Obed a commencé à s’intéresser à l’accès à Internet en tant que question de droits de l’homme alors qu’il préparait sa licence en éducation et en sciences sociales à l’Université adventiste d’Haïti.
« Les gens dépensent trop pour les télécommunications en Haïti, ce qui exclut beaucoup de monde. Nous avons besoin de politiques pour garantir un accès plus équitable à Internet. Nous parlons d’obtenir un accès 5G alors que d’autres n’ont pas de connexion, ou une connexion si faible qu’ils ne peuvent pas télécharger un PDF. Mais tout le monde a droit à l’internet ».
Obed Sindy
Obed a rejoint l’Internet Society en tant que membre mondial en 2013 et s’est inscrit à une série de programmes d’apprentissage en ligne pour approfondir ses connaissances sur les TIC dans l’éducation. Il a obtenu un certificat en innovation et technopédagogie de l’Université de Montréal en 2015 et un certificat en apprentissage numérique de l’Université des Nations Unies-MERIT en 2016, entre autres.
Lorsqu’Obed a appris l’existence des bourses du Forum sur la gouvernance de l’Internet (IGF) de l’Internet Society en 2016, il a posé sa candidature et a été sélectionné, mais son visa a été refusé. Malgré tout, il n’a jamais abandonné et a finalement participé au FGI à Genève en tant que jeune boursier en 2017.
« Il a été mon premier mentoré et il est tellement extraordinaire », déclare Alejandra Prieto, directrice principale du programme de bourses pour la jeunesse de l’ISOC. « Chaque fois qu’il y avait un obstacle, il le surmontait, qu’il s’agisse de la barrière du visa ou de la langue, ou de la perte de ses bagages. C’était la première fois qu’il sortait d’Haïti. Il participait à tout et voulait être présenté à tout le monde. Il était si ému et si reconnaissant. Il m’envoie encore des messages WhatsApp pour me raconter ses exploits. Il est l’histoire d’une réussite que je partage toujours ».

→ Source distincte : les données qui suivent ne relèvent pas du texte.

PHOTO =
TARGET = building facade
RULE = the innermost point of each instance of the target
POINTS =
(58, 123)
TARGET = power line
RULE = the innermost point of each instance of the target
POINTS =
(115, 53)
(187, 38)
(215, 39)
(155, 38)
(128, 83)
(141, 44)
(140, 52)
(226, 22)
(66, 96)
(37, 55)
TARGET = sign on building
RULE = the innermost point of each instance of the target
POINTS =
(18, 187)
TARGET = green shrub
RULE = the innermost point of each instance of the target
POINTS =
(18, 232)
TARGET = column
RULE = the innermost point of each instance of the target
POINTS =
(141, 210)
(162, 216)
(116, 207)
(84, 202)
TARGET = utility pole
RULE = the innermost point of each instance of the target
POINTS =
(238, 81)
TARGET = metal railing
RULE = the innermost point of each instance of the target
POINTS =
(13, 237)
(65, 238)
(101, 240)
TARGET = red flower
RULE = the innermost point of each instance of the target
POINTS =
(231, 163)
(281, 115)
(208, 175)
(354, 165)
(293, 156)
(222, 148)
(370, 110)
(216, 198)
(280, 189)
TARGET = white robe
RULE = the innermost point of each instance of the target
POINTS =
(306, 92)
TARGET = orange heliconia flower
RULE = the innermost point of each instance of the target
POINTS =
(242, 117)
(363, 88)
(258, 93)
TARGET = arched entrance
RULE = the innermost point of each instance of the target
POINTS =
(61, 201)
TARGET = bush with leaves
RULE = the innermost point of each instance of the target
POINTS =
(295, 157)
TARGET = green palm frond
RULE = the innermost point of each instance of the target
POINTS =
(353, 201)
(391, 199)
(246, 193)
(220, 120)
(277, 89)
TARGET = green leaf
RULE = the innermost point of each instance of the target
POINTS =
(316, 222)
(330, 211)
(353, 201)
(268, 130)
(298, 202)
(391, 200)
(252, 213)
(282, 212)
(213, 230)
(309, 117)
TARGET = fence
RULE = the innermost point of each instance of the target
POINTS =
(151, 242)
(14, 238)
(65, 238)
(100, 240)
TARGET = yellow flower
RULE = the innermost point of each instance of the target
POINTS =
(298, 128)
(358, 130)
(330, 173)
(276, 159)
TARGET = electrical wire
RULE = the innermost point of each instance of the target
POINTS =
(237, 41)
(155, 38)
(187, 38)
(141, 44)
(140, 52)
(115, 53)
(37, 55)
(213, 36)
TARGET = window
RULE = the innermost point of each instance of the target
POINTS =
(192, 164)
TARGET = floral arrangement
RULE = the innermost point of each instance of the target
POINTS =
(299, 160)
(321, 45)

Obed avait 25 ans au FGI et se souvient de cette expérience comme étant extrêmement enrichissante.
Lors de sa formation à l’IGF, Obed a demandé s’il existait un chapitre de l’Internet Society en Haïti et a été surpris d’en découvrir un. Il a rejoint le chapitre en décembre 2017 et est devenu un membre actif du groupe d’intérêt spécial pour les jeunes.
« Je ne savais pas qu’il y avait des élections à venir », explique-t-il, humblement. « Plusieurs jeunes de mon réseau m’ont encouragé à me présenter et m’ont dit qu’ils voteraient pour moi. Je ne m’attendais pas à être élu président de l’antenne quelques mois plus tard [mars 2018]. Je n’avais que 26 ans. »
« Nous voulons faire partie des héros qui connectent les gens », explique-t-il. « Conformément à la mission de l’Internet Society, nous voulons que les parties prenantes s’organisent et prennent des mesures conjointes pour faire progresser l’Internet en Haïti. L’accès est une priorité et c’est un grand défi. Nous préparons le terrain, mais il y a beaucoup de problèmes. Nous essayons vraiment d’impliquer les jeunes pour qu’ils fassent partie de la prochaine génération ».
L’antenne considère que les réseaux communautaires sont la clé pour surmonter les principaux problèmes d’accès en Haïti. Il n’y a qu’un seul problème : aucun CN n’a été en mesure de démarrer en Haïti ou dans les Caraïbes.
« Il y a beaucoup de questions en jeu. Il faut parler aux gouvernements pour obtenir du spectre ; il y a des problèmes d’infrastructure, mais Obed a commencé à mobiliser la communauté locale, ce qui est important », explique Shernon Osepa, directeur des affaires caribéennes et du développement de l’Internet Society. Obed est un grand leader, un grand motivateur, et il est bien connu pour sa passion pour l’Internet. Il a dirigé plusieurs programmes de formation en Haïti ».
Obed a remporté le prix des 10 jeunes exceptionnels de la Jeune Chambre Internationale en 2019. Membre de plusieurs organisations, il a également cofondé Digital Grassroots, un organisme à but non lucratif qui engage de manière proactive les jeunes à résoudre les problèmes liés à Internet dans leurs communautés grâce à l’alphabétisation numérique, au réseautage et à l’activisme.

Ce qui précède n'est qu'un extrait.